Thursday, July 18, 2013

July 18 - Part II

Okay, worst.phone.call.ever.

Just talked to Dr. C. The tumor is deep seated in the muscle. He used every instrument on hand in an effort to see it and he can't. It's that far in. But he says that he can feel it and the MRI and the PET scan both show it's there. He said he got as deep as he could to get a biopsy for it. Results will be back in 3-5 days. He said that he would think it's just radiated tissue except the PET scan shows that it's cancer and the fact that I'm in so much pain and am having a hard time even opening my jaw, points to the fact that it's a cancerous tumor.

So, it's located in the worst place possible. He said he can do surgery on it but I will lose my ability to swallow, to talk, to eat, to move my jaw, it will affect my airway, etc. I will need a feeding tube in my stomach for the rest of my life and I will be talking through a trach for the rest of my life. He said my quality of life will be extremely bad. On top of that, he said he can't guarantee that the surgery will be successful. He said it's a REALLY tough surgery. He said I could get a second opinion from Mayo or Sloan Kettering or Roswell - and at the mention of Roswell he went off on a tangent as he is wont to do and said they're having departmental upheavals at Roswell right now and he's never been super impressed with them so he wouldn't actually recommend them for a second opinion. Anyway, back on topic. He doesn't think I need to travel that far for a second opinion. He's going to set me up with an appointment with the robotic arm guy, Matt Miller, to give me a second opinion. I'm assuming that should happen within the next week or so. Although he said he's pretty sure that I am NOT a candidate for the robotic surgery at this point but that doesn't make Dr. Miller any less of a choice for a second opinion on cancerous tumors.

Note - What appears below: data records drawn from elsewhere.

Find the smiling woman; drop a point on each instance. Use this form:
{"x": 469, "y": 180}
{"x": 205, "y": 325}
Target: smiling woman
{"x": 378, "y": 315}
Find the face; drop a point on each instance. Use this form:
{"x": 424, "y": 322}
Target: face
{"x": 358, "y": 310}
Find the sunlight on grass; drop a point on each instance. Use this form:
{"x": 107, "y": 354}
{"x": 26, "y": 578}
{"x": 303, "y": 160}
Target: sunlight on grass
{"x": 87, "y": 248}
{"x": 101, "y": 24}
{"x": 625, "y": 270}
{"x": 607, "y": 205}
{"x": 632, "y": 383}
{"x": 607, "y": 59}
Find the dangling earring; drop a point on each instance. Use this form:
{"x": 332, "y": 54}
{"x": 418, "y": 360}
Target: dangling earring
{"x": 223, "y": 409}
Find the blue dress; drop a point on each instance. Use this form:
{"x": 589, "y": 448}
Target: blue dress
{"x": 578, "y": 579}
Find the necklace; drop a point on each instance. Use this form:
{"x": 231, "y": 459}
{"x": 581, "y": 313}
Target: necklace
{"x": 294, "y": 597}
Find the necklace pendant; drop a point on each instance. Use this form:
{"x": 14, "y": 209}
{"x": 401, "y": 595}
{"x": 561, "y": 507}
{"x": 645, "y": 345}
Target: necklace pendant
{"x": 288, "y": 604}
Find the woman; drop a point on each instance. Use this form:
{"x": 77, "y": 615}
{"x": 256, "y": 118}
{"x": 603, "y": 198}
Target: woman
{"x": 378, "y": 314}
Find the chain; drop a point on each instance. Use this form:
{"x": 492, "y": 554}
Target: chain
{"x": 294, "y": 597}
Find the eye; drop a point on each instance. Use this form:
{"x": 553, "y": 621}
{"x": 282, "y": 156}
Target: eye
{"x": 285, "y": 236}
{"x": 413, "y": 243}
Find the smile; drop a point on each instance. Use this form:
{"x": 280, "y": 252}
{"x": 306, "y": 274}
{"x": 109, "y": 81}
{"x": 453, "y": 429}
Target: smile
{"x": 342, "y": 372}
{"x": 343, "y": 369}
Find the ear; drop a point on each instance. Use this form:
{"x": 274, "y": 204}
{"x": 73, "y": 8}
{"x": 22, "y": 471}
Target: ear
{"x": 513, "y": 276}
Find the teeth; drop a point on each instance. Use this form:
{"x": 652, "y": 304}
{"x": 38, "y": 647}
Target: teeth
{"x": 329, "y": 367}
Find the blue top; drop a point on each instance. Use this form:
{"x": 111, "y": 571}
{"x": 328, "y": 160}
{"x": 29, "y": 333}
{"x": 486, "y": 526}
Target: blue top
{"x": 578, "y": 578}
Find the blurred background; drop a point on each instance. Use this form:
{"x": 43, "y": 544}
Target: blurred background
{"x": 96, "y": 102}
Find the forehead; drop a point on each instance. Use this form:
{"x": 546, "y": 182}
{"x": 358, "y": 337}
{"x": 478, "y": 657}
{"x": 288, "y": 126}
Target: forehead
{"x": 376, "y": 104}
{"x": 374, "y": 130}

He said that since it's in an area that has already been radiated, neither radiation nor chemo will save me. But based on how badly my life will deteriorate with the surgery, he said that I may want to opt to have chemo to reduce the tumor for a while, extend my life for a limited amount of time, get my affairs in order, say my goodbyes, and that's that.

He said the choice is up to me.

This is so not fun.

William, our 75 year old Russian scientist at work, told me a story today. He said there were two cups of milk. A mouse was dropped into each cup of milk to drown them. The first mouse said oh well, there's nothing I can do, and so he drowned. The second mouse said screw that, and started kicking and swimming for all she's worth, turned the milk into butter,  and escaped. Cute story but unfortunately I don't think I'm going to be making butter.